This morning, during my regular radio broadcast, I tried to log in to Google Mail, but my password was not accepted. I tried several times, watching what I typed carefully, in mounting frustration and worry. I knew I was typing the right password! I prepared to tell Gmail that I had forgotten my password; I even made sure I could log into my backup email to receive a message from Google about my password. But then common sense set in. I had no idea what was going on, so I decided to wait until I got home, even though I badly wanted access to my email.
At about the same time, I noticed something else bizarre. I always enter data into a “playlist”, about each piece of music I play. Some of the radio station keyboard keys were producing funny characters with accent marks, instead of the normal punctuation I expected.

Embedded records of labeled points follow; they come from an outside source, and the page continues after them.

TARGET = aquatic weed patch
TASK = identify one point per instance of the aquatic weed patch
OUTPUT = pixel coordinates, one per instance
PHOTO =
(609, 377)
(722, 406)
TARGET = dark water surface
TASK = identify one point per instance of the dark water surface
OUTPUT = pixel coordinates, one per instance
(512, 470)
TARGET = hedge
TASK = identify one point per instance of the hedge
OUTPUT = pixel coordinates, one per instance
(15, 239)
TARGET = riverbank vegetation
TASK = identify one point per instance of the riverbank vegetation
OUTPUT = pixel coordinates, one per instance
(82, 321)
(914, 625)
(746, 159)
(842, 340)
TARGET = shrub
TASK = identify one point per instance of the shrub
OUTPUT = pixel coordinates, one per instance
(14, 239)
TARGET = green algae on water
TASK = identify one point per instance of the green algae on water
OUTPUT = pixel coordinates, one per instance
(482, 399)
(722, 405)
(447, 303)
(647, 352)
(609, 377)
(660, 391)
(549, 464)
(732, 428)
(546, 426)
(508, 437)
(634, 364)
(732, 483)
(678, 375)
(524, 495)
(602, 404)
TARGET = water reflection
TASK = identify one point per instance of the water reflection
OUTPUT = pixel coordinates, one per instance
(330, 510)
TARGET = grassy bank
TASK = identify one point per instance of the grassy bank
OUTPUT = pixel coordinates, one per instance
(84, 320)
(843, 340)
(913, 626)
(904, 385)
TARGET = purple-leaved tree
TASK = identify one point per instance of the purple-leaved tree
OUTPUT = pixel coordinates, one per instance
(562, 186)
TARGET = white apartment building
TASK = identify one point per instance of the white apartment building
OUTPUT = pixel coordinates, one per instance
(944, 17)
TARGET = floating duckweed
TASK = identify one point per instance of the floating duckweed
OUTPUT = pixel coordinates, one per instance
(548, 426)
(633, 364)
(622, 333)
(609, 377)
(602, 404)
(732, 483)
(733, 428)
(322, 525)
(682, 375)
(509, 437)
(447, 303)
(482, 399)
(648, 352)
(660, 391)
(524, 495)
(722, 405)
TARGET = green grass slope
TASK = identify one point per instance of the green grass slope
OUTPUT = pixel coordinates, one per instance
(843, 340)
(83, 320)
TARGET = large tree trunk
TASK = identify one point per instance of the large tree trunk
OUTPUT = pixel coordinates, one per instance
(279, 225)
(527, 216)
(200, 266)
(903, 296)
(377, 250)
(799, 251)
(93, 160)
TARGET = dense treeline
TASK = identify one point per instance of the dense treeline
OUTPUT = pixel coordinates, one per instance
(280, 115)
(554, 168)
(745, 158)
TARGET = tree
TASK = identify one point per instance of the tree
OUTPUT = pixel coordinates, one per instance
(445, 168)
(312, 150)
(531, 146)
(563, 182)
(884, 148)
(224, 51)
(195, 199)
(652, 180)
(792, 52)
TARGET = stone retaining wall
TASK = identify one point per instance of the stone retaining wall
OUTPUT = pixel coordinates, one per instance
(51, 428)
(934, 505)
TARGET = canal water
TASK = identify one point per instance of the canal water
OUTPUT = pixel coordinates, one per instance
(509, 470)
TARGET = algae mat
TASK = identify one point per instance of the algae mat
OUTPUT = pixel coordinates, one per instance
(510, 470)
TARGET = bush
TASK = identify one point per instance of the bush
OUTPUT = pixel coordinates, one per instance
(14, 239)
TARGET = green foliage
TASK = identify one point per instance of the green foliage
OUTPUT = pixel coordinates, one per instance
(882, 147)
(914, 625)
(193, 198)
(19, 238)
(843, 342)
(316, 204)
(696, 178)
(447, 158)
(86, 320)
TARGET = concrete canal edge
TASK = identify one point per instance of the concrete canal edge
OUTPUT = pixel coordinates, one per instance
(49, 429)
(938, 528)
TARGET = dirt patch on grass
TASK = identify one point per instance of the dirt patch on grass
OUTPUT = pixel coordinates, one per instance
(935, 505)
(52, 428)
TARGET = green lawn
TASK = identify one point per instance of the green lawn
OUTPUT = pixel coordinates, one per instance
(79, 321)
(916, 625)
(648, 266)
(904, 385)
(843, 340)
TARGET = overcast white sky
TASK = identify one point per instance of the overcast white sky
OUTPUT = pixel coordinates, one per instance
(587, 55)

Eventually I put two and two together. I was unable to enter my password because the keyboard was in some weird foreign language mode. If I had managed to tell Google a new password, it wouldn't have worked at home. I saved myself a day's frustration by refusing to overreact and “fix” my password right away. And now, I'm reminding myself that passwords can fail due to keyboard issues. To see if I'm experiencing such an error, I can try entering the password in my login ID field, because that field does not have a mask, so I see what I type.
And that brings me to a topic I've mentioned before. It's not so great that password fields mask your input. Unless someone is standing over your shoulder or watching nearby, you are better off seeing the password you type, for many reasons. We almost never have that option.